BNK Banking Corporation Limited has recorded a notable momentum for the first quarter of fiscal year 2026, according to its latest report.
In its Q1 FY26 Trading Update report, the firm highlighted a growth in several areas such as higher-margin lending settlements, strong capital, and liquidity metrics. Allan Savins (pictured), the CEO of BNK, noted that this supported the company’s goal to diversify credit exposures and scale opportunities that were high-value and capital efficient.
“We’ve made good progress across margin improvement, profitability, and portfolio optimisation – all while maintaining disciplined execution across the business,” said Savins.

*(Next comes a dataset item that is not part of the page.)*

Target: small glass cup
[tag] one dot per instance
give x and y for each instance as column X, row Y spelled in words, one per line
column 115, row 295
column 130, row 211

The report found that BNK had an unaudited profit for the quarter amounting to $302k after tax. This was $787k in the same period last year. Meanwhile, its unaudited statutory profit after tax was $75k, which was a decrease from the $272k in Q1 FY25. As BNK’s selective growth persisted, its commercial loan book reached more than $160 million. The quarter also saw the establishment of senior secured investments.
“BNK is well positioned to navigate the evolving economic landscape with strong capital and liquidity ratios while exploring new asset opportunities and strategic partnerships for profitable growth,” said Savins.
The bank also reported higher-margin residential and commercial lending settlements of $56 million, a 273% increase from the same period in last year. Because of such developments, 37% of the loan book was now composed of the firm’s higher-margin balances. Including senior secured lending, BNK’s total loan book is now at $941 million, which is a 4.2% increase from what was recorded at 30 June 2025.
Meanwhile, total deposits saw a 1.5% decrease from what was recorded in the previous quarter, amounting to $994 million. Deposit-to-loan ratio was 106% while net interest margin (NIM) was at 1.83%.
“Our approach to optimising portfolio composition has proven effective, establishing a profitable baseline and the capacity to further invest in the business. We remain focused on controlling our cost of funds and operating expenses,” said Savins.